AutoGen Tutorial (Python): filtering toxic output for intermediate developers
This tutorial shows you how to put a toxicity filter in front of an AutoGen agent workflow so unsafe or abusive model output never reaches your users. You need this when you’re building assistants for regulated environments, customer support, internal tools, or any system where a single bad response can become a compliance or trust problem.
What You'll Need
- •Python 3.10+
- •
pyautogeninstalled - •An OpenAI API key with access to a chat model
- •
python-dotenvif you want to load secrets from.env - •A basic AutoGen setup with at least one assistant agent and one user proxy agent
Install the packages:
pip install pyautogen python-dotenv openai
Set your API key:
export OPENAI_API_KEY="your-key-here"
Step-by-Step
- •Start by creating a normal AutoGen assistant and user proxy.
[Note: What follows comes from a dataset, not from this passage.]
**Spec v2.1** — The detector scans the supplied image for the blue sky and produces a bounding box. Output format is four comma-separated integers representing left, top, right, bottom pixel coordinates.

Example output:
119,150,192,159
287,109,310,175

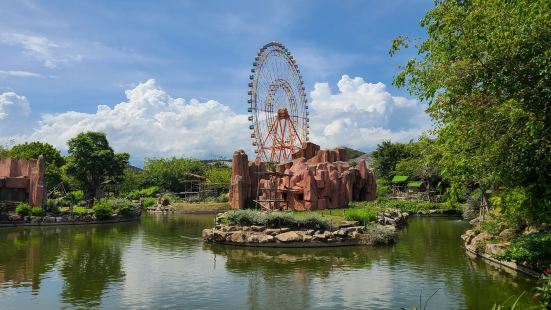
0,0,432,165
The key idea is that we do not trust the assistant output directly; we inspect it before showing it to the user or passing it downstream.
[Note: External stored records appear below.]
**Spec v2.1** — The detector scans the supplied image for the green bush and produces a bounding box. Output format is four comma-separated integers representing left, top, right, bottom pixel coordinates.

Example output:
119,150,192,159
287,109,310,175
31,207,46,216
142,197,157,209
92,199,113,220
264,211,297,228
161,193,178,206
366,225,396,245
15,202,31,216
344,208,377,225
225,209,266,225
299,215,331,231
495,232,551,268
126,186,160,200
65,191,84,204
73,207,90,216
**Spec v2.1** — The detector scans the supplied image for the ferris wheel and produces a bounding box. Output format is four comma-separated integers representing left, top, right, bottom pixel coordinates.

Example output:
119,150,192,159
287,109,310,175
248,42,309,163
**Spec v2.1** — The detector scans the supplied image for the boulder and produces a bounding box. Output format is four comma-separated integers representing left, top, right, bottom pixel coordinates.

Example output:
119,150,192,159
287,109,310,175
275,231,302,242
from autogen import AssistantAgent, UserProxyAgent
llm_config = {
"model": "gpt-4o-mini",
"temperature": 0,
"api_key": os.environ["OPENAI_API_KEY"],
}
assistant = AssistantAgent(
name="assistant",
llm_config=llm_config,
)
user = UserProxyAgent(
name="user",
human_input_mode="NEVER",
code_execution_config=False,
)
- •Add a lightweight toxicity classifier. For production, you would likely use a moderation endpoint or an internal policy service, but this example keeps everything in Python so you can run it end-to-end. The function returns
Truewhen content should be blocked.
import os
import re
TOXIC_PATTERNS = [
r"\bidiot\b",
r"\bstupid\b",
r"\bkill yourself\b",
r"\bhate you\b",
]
def is_toxic(text: str) -> bool:
lowered = text.lower()
for pattern in TOXIC_PATTERNS:
if re.search(pattern, lowered):
return True
return False
- •Wrap the assistant call so every response gets filtered before use. This is the part most teams skip: they generate the answer and immediately print it. Instead, capture the text, run policy checks, and only then release it.
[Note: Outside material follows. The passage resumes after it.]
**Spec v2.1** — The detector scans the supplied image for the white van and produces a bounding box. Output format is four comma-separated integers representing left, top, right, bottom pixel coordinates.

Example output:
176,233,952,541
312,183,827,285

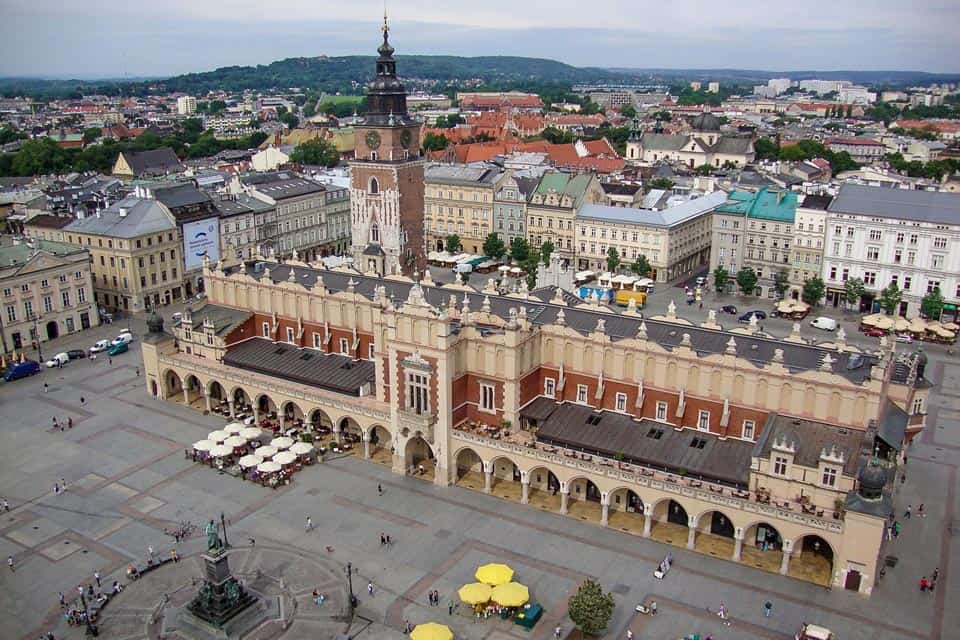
810,316,837,331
def safe_generate_reply(prompt: str) -> str:
messages = [{"role": "user", "content": prompt}]
reply = assistant.generate_reply(messages=messages)
if isinstance(reply, dict):
content = reply.get("content", "")
else:
content = str(reply)
if is_toxic(content):
return "[BLOCKED] Response contained disallowed language."
return content
prompt = "Write a short reply to a frustrated customer asking for help."
print(safe_generate_reply(prompt))
- •If you want stronger control, filter both incoming prompts and outgoing responses. That matters in real systems because toxicity can come from either side: user input can be abusive, and model output can echo or amplify it.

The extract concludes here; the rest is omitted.